If servers of someinstance.co.au fine if they move to hosting in Finland?
It just feels like a nightmare.
Do they have any rule that says you need a minimum number of users on a site to fall under the law?
If servers of someinstance.co.au fine if they move to hosting in Finland?
It just feels like a nightmare.
So it looks as if you’ve added ‘this but on the internet’ afterward, is that correct?
Taking that away, no, because my point with using an online store was that some interaction is done in Australia, as is the case with social media sites overseas that Australians interact on, in Australia. Replace online store for ‘mailed catalogue’.
Yeah but the interaction that is done in Australia is not part of the business chain. The catalogue was not mailed by my store. Someone else (an ISP, in this exercise) took it from an available stand in Italy and imported it (on their own) to Australia. (The closest I can think of to the material representation of “mailed catalogue” in this exercise is if I intentionally uploaded a copy of my .it website to an .au hosting)

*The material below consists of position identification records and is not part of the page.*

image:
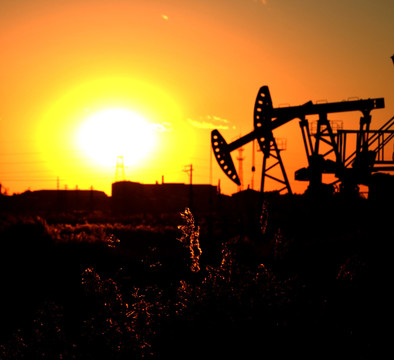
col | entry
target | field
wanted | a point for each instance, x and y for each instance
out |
(301, 279)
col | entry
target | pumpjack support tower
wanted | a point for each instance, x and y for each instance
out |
(350, 170)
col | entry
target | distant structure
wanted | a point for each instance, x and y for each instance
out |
(54, 201)
(240, 159)
(120, 174)
(132, 197)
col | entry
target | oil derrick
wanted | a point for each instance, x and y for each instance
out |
(325, 142)
(120, 174)
(240, 168)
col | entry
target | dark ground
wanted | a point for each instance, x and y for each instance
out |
(309, 280)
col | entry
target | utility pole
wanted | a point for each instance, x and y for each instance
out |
(189, 170)
(120, 172)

For another analogy: if I were to post an Italian job offer in Italy, not only I am not subject to Malaysian (or Australian) labour law, but a third party in Malaysia reproducing the job offer there does not change that fact either. It’s their copy, and act-of-copy, of the job offer that is subject to Malaysian law, at best. And this should hold true regardless of the nature of the message: mere emission of the message can not be constituted as consecration of a legal responsibility towards any potential listener. If that was the case, it would be impossible to make any political, religious or scientific speech lawfully, as surely a law is being broken sometime, somewhere and a message can by its nature outlast the act of emission.
Then it’s not subject to our laws, which is why an Australian walking up to an Italian vendor in Italy is a bad analogy…no interaction is done in Australia. It doesn’t matter if it’s an Australian buying something in Italy, our laws don’t apply to your original analogy.
As for your last paragraph I agree and that’s probably one area where it will fail.